Amazon Previews Titan Image Generator for Bedrock Clients
December 1, 2023
Amazon is debuting its Titan Image Generator in preview for AWS Bedrock customers. The new Titan generative AI model can create new images from a text prompt or existing image, and automatically adds watermarking to protect intellectual property. The move into generative imaging puts Amazon in competition with a growing field that includes large firms like Adobe and Google. Unlike those companies and others, the e-retail giant is at present focusing exclusively on enterprise customers. Amazon Bedrock is a managed service giving developers access to a range of foundation models from companies including Meta Platforms, Anthropic, and Amazon itself.
At AWS re:Invent 2023 this week, the company said in an announcement that Bedrock has updated models from those companies as well as Anthropic, Cohere and Stability AI. Having introduced the Bedrock concept in April, Amazon says Bedrock clients already include BMW Group, Coinbase, GoDaddy, LexisNexis Legal & Professional, Omnicom, the PGA Tour, Salesforce and Siemens.

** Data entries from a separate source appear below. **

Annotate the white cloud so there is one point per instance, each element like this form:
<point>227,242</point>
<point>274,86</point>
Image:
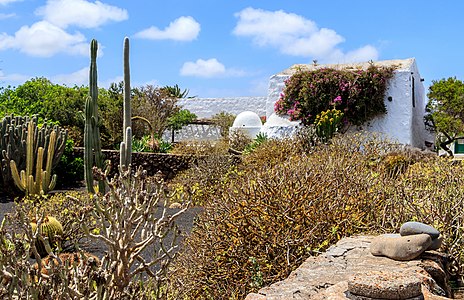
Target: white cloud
<point>203,68</point>
<point>44,39</point>
<point>14,78</point>
<point>80,77</point>
<point>181,29</point>
<point>81,13</point>
<point>292,34</point>
<point>6,16</point>
<point>209,68</point>
<point>5,2</point>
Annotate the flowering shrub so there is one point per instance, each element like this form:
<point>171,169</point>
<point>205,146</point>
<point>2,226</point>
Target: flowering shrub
<point>359,94</point>
<point>328,122</point>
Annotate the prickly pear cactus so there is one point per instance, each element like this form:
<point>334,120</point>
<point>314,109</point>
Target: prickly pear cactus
<point>50,229</point>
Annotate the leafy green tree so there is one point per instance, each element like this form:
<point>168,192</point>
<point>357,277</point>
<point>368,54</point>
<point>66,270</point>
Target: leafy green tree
<point>446,111</point>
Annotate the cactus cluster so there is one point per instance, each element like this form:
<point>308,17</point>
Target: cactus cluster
<point>14,132</point>
<point>126,145</point>
<point>92,145</point>
<point>51,230</point>
<point>43,181</point>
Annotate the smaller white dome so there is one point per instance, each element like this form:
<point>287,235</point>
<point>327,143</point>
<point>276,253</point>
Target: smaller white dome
<point>247,119</point>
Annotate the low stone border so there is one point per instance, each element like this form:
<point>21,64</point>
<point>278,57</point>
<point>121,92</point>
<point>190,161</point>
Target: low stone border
<point>348,270</point>
<point>168,164</point>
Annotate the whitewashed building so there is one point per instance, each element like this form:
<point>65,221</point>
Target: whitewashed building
<point>405,100</point>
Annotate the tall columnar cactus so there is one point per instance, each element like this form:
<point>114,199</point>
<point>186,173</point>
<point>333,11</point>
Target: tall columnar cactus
<point>126,145</point>
<point>92,144</point>
<point>43,181</point>
<point>13,136</point>
<point>51,229</point>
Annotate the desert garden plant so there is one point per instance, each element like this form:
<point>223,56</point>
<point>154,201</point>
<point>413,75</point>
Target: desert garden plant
<point>360,93</point>
<point>21,139</point>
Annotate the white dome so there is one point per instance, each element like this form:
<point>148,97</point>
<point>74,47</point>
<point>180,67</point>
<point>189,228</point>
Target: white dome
<point>247,119</point>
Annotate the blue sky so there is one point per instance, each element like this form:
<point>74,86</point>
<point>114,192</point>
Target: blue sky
<point>221,48</point>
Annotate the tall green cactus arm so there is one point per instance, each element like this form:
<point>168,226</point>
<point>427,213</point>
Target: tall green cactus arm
<point>127,88</point>
<point>43,181</point>
<point>126,145</point>
<point>92,144</point>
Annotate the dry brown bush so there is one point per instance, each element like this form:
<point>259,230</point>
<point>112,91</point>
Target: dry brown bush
<point>284,204</point>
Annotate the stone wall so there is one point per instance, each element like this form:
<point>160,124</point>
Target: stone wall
<point>348,268</point>
<point>168,164</point>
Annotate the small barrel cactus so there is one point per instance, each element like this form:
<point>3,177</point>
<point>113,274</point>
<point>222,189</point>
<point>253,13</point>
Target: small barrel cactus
<point>50,229</point>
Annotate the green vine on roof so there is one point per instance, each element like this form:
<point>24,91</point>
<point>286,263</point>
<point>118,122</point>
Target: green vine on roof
<point>358,93</point>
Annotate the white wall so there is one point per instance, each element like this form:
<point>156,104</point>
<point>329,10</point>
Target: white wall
<point>403,122</point>
<point>208,107</point>
<point>397,123</point>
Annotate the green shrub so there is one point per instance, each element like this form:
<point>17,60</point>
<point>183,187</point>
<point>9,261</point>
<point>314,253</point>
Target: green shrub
<point>180,119</point>
<point>70,211</point>
<point>271,218</point>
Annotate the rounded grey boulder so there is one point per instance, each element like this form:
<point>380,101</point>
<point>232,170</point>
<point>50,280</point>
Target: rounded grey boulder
<point>400,247</point>
<point>411,228</point>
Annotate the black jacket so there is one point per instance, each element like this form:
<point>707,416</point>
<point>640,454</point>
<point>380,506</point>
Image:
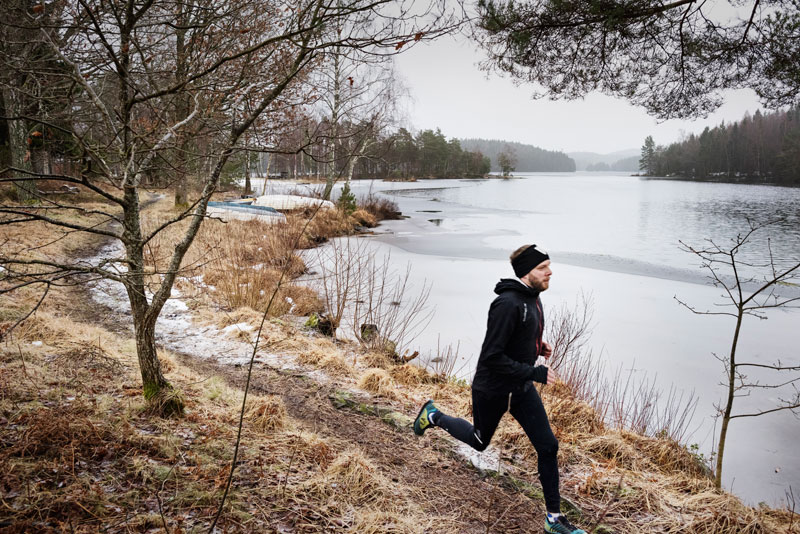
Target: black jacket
<point>513,340</point>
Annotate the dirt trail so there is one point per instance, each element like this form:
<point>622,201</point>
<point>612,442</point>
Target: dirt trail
<point>442,481</point>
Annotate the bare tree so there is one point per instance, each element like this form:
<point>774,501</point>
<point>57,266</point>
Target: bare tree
<point>125,84</point>
<point>748,295</point>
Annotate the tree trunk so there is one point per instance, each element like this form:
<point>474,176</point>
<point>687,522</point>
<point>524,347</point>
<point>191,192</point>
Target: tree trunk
<point>248,188</point>
<point>726,414</point>
<point>20,157</point>
<point>181,111</point>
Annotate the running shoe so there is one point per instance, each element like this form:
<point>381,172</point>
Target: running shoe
<point>561,526</point>
<point>423,421</point>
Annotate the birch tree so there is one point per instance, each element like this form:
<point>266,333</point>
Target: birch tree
<point>749,293</point>
<point>127,80</point>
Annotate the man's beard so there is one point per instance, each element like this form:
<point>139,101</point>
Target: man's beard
<point>540,286</point>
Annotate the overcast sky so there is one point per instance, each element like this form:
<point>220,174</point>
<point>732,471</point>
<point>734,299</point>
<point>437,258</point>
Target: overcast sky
<point>450,92</point>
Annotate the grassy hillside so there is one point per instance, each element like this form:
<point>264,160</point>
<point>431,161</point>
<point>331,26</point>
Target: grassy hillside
<point>326,444</point>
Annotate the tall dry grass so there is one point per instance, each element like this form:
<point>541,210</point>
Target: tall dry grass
<point>626,399</point>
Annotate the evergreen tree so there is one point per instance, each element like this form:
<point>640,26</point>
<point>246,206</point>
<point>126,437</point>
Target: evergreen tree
<point>647,161</point>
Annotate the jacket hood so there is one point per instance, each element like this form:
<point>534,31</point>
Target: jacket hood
<point>511,284</point>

Swami Sivasubramanian, Amazon VP for data and machine learning services, said from the re:Invent stage that “[You] can use the model to easily swap out an existing [image] background to a background of a rainforest [for example],” and “can use the model to seamlessly swap out backgrounds to generate lifestyle images, all while retaining the main subject of the image and to create a few more options,” TechCrunch reports.
Like the majority of companies in the GenAI space, Amazon hasn’t specified the visual data Titan was trained on, but Sivasubramanian did say “that Amazon will protect customers accused of violating copyright with images generated by Titan Image Generator, in keeping with its AI indemnification policy,” TechCrunch writes.
A recent Acrolinx survey of Fortune 500 companies found that “nearly a third said that intellectual property was their biggest concern about the use of generative AI” and “another poll found that nine out of 10 developers ‘heavily consider’ IP protection when making decisions on whether to use generative AI,” notes TechCrunch.
Vasi Philomin, VP of generative AI at AWS, told The Verge that Titan’s watermarking was among the voluntary commitments Amazon agreed to at the White House in July. Philomin said the watermark “will not interfere with the visual, have no latency, and cannot be cropped or compressed out.”
Amazon is making an API available that end-users can connect to, feeding in the image to check provenance.
VentureBeat points out that Amazon’s watermarking solution veers from the Content Credentials system developed by the Coalition for Content Provenance and Authenticity (C2PA) that other tech firms have embraced, raising issues about interoperability validation.